As amostras coletadas foram removidas assepticamente e
processadas para isolamento e identificação de enterobactérias resistentes a
carbapenêmicos e/ou cefalosporinas de terceira geração, potentes antibióticos.
A tolerância a metais pesados foi avaliada por ensaios de microdiluição, e a
quantificação de arsênio, mercúrio, cobre, cobalto, prata e chumbo foi
realizada por técnicas avançadas de química analítica. As enterobactérias foram
sequenciadas e sua virulência foi avaliada por meio de modelos de infecção em
cultura de células, complementados por análises estatísticas realizadas com Python
(linguagem de programação).
Monitoramento escasso
Ao viverem fixas e se alimentarem por filtração, ostras
acabam refletindo a qualidade da água onde se desenvolvem — elas inclusive
retêm microrganismos em sua microbiota que escapam de esgotos domésticos e
hospitalares.

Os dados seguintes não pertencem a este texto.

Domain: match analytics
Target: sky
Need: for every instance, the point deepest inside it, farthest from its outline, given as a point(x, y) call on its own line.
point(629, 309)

Esses animais mostram, em tempo real, como está o ambiente. Por
conta desse achado do Citrobacter super-resistente nas ostras, “é fundamental
que haja um maior monitoramento ambiental. Monitoramento não só do arsênio e
metais, mas principalmente das bactérias resistentes. Não só das ostras, mas
também dos pescados”, afirma Edison Barbieri, pesquisador do Instituto Pesca e
coautor do trabalho.
O estudo revela que o acúmulo de contaminantes, arsênio e
resíduos de fármacos no ambiente seleciona bactérias adaptadas a sobreviver em
ambientes adversos. Apesar disso, ainda faltam pesquisas para avaliar a
colonização bacteriana em humanos – por isso o monitoramento é tão importante.
“O quão grande é esse risco é impossível dizer, porque não monitoramos e não
temos dados temporais”, lamenta Barbieri ao explicar sobre a falta de recursos
investidos. A fragilidade do monitoramento de superbactérias no Brasil é
grande, quadro agravado em se tratando do ambiente marítimo, conforme o
pesquisador.
O fato desses alimentos serem consumidos in natura e sem
o cozimento aumenta a possibilidade de contaminação. O risco destacado pelo
pesquisador é maior nas pessoas que são imunocomprometidas, idosos e crianças.
Para o especialista, o primeiro passo para fomentar o monitoramento é saber a
situação atual em todo o País, onde se consome o animal, onde se produz, e a
situação das bactérias resistentes no ambiente. Quando uma pessoa infectada
chega ao hospital é muito difícil saber se isso ocorreu pelo consumo de alguma
coisa, pelo contato com um familiar ou por um animal de estimação, como um
cachorro, o que reforça o ponto de Barbieri.